FCI rejig: Panel for direct cash transfer of food subsidy
New Delhi: After oil, a cut in food subsidy is on the anvil as a high-level panel Wednesday suggested giving cash to beneficiaries and shifting rice and wheat procurement to states that do not have provisions for administered purchase price.
Food Corporation of India (FCI), the Union government's nodal agency for procurement and distribution of foodgrains, should focus on eastern states, leaving bulk purchase to state agencies in Punjab, Haryana, Andhra Pradesh, Chhattisgarh, Madhya Pradesh and Odisha, the panel suggested in its report submitted to Prime Minister Narendra Modi.
Also, it wants grain storage to be outsourced to private and government agencies like state-owned Central Warehousing Corporation (CWC) and state warehousing corporations.
The eight-member committee, which was set up in August 2014 under the chairmanship of BJP MP Shanta Kumar, to recommend a complete overhaul of the way the mammoth organisation, FCI, functions.

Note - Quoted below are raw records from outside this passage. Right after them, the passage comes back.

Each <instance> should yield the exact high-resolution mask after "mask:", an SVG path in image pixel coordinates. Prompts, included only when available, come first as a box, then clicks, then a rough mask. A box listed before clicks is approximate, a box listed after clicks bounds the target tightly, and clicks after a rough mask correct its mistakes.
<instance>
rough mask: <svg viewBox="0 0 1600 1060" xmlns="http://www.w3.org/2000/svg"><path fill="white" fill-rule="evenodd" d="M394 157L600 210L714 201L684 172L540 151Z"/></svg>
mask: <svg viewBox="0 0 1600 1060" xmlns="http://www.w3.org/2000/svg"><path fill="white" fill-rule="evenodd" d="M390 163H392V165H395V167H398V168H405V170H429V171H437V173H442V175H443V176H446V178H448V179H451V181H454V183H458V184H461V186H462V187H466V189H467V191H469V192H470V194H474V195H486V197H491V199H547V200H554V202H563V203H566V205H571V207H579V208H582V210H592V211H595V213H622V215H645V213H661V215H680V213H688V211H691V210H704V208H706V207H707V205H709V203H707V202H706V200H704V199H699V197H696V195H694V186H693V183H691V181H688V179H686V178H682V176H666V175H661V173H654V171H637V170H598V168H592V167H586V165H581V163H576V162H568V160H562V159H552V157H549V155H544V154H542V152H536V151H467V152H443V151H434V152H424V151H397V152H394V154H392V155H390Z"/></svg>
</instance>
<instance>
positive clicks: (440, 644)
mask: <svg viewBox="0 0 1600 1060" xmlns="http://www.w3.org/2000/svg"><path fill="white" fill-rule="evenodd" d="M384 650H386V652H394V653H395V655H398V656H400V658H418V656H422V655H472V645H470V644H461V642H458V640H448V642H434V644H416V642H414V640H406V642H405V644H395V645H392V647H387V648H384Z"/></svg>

"The Prime Minister has asked the Department of Food and Public Distribution to expeditiously give its comments on the report so that it can be implemented in a time-bound manner," an official statement said.
Ashok Gulati, a member of this panel, made presentation on various recommendations. Food Minister Ram Vilas Paswan was present on the occasion.
According to highly-placed sources, the panel has suggested that "FCI should hand over procurement to six states like Punjab, Haryana, Andhra Pradesh, Chhattisgarh and Odisha for wheat and rice."
The committee recommended that FCI procurement should focus on eastern belt, where farmers do not get MSP. The Centre has also launched a scheme to achieve the second green revolution in the easter states, including Bihar, Jharkhand, West Bengal and Assam.
With states imposing higher mandi taxes on wheat and rice, the panel favoured uniform tax of minimum 3 percent and maximum 4 percent and the same to be included in the minimum support price (MSP). In Punjab, this tax rate now on wheat and rice is 14.5 percent.
Finance Minister Arun Jaitely had allocated Rs 1.15 lakh crore for food subsidy this year, of which Rs 92,000 crore is for FCI. In petroleum subsidy, government has already started direct benefit transfer. Direct cash transfer is expected to plug leakage and reduce subsidy bill.
To strengthen distribution of foodgrains, the panel suggested "end-to-end computerisation" and setting up of a vigilance committee. At present, the leakage in PDS is estimated at 13.7 per cent.
The panel has recommended "giving cash transfer in 52 cities having 1 million or more population in two years" and also asked the government to give deficit states the option of either supplying grain or cash transfer.
For improvement in foodgrains storage, the panel has suggested outsourcing of stocking to Central Warehousing Corporation (CWC), State Warehousing Corporations (SWCs) and private organisations.
"FCI will manage but stocks would maintained by these organsiations," a source said, adding that the scaling up of warehousing receipts system has also been prescribed.
The panel called for encouraging private investment in logistics. "Set up silos in next two-three years, encourage bulk handling of foodgrains through grain trains."
The committee has finalised the report in five months. Initially, it was asked to submit the recommendation in three months, but it sought two-month extension.
Other members of the committee include FCI Chairman-cum- Managing Director C Viswanath and electronic and IT secretary Ram Sewak Sharma.
The chief secretaries of Punjab and Chhattisgarh, besides academicians G Raghuram and Gunmadi Nancharaiah from the Indian Institute of Management (IIM), Ahmedabad, and Hyderabad University, respectively, are also part of the committee.